Cache-förmige Lecks können ein Konfigurationsfehler sein, kein Codefehler. Ist der wachsende Typ ein eigenes DTO in einem IMemoryCache, ist das “Leck” meist eine fehlende Größenbegrenzung oder Ablaufrichtlinie und keine entlaufene Referenz. Diese Entscheidung gehört in den Vergleich von HybridCache, IMemoryCache und IDistributedCache und nicht in einen Debugger.

Prüfen Sie die Finalizer-Warteschlange, bevor Sie Ihren Code verdächtigen. finalizequeue in der Analyse-Shell listet die zur Finalisierung registrierten Objekte auf. Eine gestaute Warteschlange bedeutet, dass finalisierbare Objekte nach gen2 befördert und einen zusätzlichen Sammelzyklus lang gehalten werden, was in einem Diagramm genau wie ein langsames Leck aussieht. Die Lösung ist dort fast immer deterministisches Freigeben, und genau dafür gibt es die Implementierung von IAsyncDisposable und await using.

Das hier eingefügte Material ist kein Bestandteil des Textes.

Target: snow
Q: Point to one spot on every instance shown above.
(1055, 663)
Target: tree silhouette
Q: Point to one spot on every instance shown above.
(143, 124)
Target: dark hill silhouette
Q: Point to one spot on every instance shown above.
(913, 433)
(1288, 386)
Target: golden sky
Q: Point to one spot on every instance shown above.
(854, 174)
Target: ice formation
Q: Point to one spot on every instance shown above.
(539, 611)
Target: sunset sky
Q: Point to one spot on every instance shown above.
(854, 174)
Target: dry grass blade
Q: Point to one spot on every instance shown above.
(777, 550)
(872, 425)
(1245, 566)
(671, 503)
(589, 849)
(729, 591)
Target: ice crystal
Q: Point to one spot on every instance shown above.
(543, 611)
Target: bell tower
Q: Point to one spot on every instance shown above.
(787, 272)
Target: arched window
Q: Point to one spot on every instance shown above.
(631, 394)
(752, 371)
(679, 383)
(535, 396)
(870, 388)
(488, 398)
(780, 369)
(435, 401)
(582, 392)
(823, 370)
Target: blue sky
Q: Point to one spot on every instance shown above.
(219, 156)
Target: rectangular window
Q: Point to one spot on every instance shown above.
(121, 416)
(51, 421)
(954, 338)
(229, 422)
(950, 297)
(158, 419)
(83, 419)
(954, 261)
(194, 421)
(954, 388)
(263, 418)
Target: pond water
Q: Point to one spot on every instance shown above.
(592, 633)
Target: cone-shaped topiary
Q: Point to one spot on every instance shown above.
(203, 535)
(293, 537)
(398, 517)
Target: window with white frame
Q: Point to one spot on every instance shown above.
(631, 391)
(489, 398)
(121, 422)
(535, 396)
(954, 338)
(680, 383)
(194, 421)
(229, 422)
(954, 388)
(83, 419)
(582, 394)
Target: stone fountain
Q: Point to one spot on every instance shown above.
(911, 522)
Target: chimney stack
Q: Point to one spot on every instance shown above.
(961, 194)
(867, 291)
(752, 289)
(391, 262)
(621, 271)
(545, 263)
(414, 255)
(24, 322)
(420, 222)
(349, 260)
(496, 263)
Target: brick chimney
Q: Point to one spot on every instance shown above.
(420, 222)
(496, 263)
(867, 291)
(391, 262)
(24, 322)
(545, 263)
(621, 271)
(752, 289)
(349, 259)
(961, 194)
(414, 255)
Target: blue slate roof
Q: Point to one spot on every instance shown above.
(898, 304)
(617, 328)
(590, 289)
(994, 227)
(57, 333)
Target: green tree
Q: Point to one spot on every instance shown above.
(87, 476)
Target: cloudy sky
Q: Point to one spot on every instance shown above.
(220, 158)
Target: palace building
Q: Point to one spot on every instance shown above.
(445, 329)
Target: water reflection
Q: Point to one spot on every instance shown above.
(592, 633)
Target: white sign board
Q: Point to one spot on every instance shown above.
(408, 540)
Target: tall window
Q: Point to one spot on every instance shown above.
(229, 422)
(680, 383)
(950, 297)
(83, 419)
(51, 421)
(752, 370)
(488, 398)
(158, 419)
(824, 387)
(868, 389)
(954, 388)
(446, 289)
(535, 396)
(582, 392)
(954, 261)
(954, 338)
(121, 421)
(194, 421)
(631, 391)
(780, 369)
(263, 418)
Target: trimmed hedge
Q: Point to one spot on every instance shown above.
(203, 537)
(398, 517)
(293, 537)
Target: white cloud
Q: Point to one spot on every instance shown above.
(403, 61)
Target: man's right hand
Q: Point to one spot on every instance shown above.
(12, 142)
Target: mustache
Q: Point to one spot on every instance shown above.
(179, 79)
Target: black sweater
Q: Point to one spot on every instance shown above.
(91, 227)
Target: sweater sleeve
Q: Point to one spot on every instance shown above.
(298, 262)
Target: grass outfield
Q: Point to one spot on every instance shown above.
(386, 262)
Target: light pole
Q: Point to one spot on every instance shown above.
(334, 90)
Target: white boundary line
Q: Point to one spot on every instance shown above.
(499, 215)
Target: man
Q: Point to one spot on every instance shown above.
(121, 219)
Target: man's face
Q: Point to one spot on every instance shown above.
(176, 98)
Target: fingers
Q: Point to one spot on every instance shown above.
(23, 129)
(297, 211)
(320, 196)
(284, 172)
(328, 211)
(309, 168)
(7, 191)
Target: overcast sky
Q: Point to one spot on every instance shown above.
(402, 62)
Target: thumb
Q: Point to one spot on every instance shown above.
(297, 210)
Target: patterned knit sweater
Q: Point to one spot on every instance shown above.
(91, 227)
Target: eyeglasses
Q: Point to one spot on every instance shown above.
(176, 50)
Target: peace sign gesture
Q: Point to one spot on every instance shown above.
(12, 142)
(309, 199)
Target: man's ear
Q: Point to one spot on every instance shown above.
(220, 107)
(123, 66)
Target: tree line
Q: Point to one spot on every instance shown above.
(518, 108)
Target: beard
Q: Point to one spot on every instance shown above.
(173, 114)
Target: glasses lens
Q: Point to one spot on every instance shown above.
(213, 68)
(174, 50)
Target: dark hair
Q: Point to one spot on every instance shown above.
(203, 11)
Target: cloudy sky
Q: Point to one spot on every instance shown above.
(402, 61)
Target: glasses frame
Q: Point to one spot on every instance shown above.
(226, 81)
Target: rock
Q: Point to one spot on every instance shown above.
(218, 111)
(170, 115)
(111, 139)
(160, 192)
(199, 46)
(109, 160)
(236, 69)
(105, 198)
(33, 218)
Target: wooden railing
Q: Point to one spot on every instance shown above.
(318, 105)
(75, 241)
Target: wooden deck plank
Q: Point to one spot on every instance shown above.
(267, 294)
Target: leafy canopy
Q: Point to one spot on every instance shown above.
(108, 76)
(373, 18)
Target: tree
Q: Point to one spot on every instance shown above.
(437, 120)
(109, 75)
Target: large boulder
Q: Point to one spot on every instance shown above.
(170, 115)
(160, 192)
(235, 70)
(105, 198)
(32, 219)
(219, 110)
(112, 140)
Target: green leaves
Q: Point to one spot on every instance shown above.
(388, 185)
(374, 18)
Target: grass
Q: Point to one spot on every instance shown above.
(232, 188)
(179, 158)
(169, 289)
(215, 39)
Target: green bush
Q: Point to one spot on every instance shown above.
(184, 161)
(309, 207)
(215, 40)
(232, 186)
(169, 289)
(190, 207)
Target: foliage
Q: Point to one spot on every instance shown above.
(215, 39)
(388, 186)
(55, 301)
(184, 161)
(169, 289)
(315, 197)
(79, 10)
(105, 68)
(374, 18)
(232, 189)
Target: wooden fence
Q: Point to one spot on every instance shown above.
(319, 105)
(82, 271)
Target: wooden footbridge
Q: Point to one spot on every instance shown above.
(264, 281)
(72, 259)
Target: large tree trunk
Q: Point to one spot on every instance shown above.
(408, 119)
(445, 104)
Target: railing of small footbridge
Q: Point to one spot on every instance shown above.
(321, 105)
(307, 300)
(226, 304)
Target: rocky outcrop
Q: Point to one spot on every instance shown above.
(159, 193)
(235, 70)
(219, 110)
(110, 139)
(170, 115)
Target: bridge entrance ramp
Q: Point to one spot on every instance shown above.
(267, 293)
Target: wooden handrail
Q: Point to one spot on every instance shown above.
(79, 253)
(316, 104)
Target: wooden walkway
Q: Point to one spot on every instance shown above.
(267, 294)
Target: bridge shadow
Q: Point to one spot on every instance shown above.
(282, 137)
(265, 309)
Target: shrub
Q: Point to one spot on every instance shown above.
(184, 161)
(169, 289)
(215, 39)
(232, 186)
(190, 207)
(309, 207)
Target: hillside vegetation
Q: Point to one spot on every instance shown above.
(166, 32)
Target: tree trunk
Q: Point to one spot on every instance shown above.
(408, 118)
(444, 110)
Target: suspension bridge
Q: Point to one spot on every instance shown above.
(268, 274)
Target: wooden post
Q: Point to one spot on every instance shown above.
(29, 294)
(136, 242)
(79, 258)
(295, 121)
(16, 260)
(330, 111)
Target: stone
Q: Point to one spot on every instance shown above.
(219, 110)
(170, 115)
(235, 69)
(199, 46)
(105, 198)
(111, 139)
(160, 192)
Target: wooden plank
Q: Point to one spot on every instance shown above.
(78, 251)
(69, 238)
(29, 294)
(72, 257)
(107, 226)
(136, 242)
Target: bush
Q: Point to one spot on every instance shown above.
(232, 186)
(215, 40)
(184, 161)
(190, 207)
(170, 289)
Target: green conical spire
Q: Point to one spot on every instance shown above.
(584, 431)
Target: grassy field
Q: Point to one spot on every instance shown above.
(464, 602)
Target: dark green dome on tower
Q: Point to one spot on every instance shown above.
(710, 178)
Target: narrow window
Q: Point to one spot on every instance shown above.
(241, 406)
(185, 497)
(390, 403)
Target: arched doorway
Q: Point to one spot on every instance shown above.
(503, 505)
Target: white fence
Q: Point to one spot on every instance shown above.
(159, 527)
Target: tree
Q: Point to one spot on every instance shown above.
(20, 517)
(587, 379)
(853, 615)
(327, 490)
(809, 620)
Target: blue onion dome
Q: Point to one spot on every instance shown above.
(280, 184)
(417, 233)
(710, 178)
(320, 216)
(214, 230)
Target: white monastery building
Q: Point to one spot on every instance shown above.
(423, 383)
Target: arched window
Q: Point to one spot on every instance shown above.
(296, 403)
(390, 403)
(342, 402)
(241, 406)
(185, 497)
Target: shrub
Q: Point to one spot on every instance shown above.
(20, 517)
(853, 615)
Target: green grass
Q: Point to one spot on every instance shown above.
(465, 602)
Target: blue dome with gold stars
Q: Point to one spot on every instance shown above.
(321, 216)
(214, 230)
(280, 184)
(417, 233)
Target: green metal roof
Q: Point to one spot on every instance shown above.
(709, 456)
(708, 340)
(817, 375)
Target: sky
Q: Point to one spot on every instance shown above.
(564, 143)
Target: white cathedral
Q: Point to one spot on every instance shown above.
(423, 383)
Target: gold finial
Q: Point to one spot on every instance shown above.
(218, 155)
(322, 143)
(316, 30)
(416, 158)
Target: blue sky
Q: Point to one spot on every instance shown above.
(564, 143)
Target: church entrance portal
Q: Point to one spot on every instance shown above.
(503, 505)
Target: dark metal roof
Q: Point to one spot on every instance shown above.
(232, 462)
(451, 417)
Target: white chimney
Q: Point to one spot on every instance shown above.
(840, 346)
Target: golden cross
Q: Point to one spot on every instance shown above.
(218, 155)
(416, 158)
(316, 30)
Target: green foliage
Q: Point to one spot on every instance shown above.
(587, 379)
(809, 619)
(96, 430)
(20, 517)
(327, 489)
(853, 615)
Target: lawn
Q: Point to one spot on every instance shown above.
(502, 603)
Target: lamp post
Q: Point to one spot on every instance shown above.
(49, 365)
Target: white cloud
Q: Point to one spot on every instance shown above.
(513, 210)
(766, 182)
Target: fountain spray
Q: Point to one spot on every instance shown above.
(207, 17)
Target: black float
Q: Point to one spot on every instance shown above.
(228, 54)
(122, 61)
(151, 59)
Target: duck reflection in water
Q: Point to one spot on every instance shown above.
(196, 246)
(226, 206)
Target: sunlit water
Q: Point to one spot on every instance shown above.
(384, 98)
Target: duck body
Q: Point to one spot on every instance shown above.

Asynchrone Zustandsautomaten verstecken ihre eigenen Wurzeln. Sind die wachsenden Typen vom Compiler erzeugte Structs der Form <SomeMethod>d__12, verwenden Sie dumpasync -roots statt gcroot. Es versteht Fortsetzungsketten und zeigt Ihnen, welcher wartende Task den Automaten hält, was ein roher gcroot-Durchlauf als unlesbaren Haufen von Task- und Action-Objekten darstellt.

Was Sie mit der Antwort anfangen

Sobald gcroot den Halter benennt, ist die Korrektur gewöhnlicher Code. Bestellen Sie das Ereignis in einem Dispose ab. Geben Sie dem Cache eine Größenbegrenzung und eine Ablaufzeit. Halten Sie keinen Scoped Service in einem Singleton fest, sondern erzeugen Sie im BackgroundService einen Scope pro Arbeitseinheit. Wiederholen Sie danach die Schritte 1 bis 4: unter Last laufen lassen, zwei gcdumps aufnehmen und bestätigen, dass die Typanzahl flach bleibt. Ein Leck ist erst behoben, wenn der zweite gcdump das belegt.

Quellen: dotnet-gcdump-Referenz, dotnet-dump-Referenz, Tutorial zum Debuggen eines Speicherlecks, SOS-Debugging-Erweiterung und dotnet-counters-Referenz.